I don't know if you'd call it good timing or bad timing, but it was definitely coincidental that I'd just started this book when I heard yesterday that Kodansha International will be closing down. They've published some wonderful books, and I have several on my shelves, besides the ones in the photo. The article reports that parent company Kodansha is aiming to change its current operations but will focus on digital publishing and overseas markets. So we can only hope that they will continue to publish English translations of popular Japanese titles, in some form or other. Still, sad news indeed.

Buy Remote Control at: | | |

The small print: This book was received free of charge from the author/publisher for review purposes. Links in this post to Amazon (including book cover) or The Book Depository contain my Associates or Affiliates ID respectively. Purchases made via these links earn me a very small commission. For more information please visit my About Page.


  1. I have been buying too many books lately! I hope you enjoy yours though. :)

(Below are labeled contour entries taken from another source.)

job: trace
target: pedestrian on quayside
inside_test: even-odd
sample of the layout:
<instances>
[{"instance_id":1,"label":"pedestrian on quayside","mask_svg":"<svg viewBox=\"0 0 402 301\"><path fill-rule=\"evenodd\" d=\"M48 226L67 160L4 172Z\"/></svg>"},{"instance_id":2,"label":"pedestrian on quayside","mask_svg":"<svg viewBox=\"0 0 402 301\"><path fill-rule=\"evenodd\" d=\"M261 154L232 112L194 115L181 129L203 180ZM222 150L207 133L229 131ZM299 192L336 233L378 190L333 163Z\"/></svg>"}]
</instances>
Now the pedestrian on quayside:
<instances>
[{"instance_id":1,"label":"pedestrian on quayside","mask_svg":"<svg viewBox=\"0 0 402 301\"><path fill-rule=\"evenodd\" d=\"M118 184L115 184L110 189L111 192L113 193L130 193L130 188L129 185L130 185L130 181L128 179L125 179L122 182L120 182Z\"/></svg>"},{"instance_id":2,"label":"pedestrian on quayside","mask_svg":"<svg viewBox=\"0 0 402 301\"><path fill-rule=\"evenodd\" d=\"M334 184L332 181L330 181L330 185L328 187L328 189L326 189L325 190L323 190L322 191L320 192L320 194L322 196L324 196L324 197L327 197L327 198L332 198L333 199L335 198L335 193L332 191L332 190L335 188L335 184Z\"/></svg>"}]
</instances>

  2. This sounds interesting book like a well written thriller some times ,all the best stu

  3. That's no good about Kodansha! I really enjoy reading English translations of Japanese books, hopefully they will continue in some form.

  4. Owl59 here.

    I am shocked to hear that Kodansha International is closing down.
    Too bad!

    I have read Audubon's Prayer (it is a bit surealistic) by Kotaro Isaka and I liked it. I have so many books to read but I will try Remote Control someday.

  5. Kailana - I've been ordering quite a few this weekend too! Yikes. Oh well, there are worse things to spend money on. ;)

    Stu - I'm enjoying it so far, and hopefully will right to the end.

    Sam - Very sad news, isn't it?! It's only the Kodansha International arm that is closing, apparently, and the parent company recently acquired Vertical which publishes popular Japanese books in English, so we can be hopeful that it's just a reorganising.

    Owl59 - Like I said to Sam above, I hope Kodansha will still publish Japanese books in translation, just in some different way. We'll see I suppose.

    Have you seen the movie, Golden Slumber?

  6. I like this new feature a lot! I haven't heard of "Remote Control" yet, but you've drawn my attention to it.

    Actually I'm interested in all the books related to Japan...

  7. Hi, Owl59 here.

    I have not watched the movie, Golden Slumber, yet, but I will give it a try since the script is by the original author and I like the actor, who is very talented, playing the protagonist.

  8. Love that pile of books, and looking forward to previews by you :)
    I may have said it before, but I think I'll add Remote Control to my tbr list, it really sounds like a book I'd enjoy.
    And wow. Sad, sad, sad news that Kodansha is shutting down. I'm also hoping that they will continue their English translations in some way or another. More Japanese lit should be translated for us to enjoy!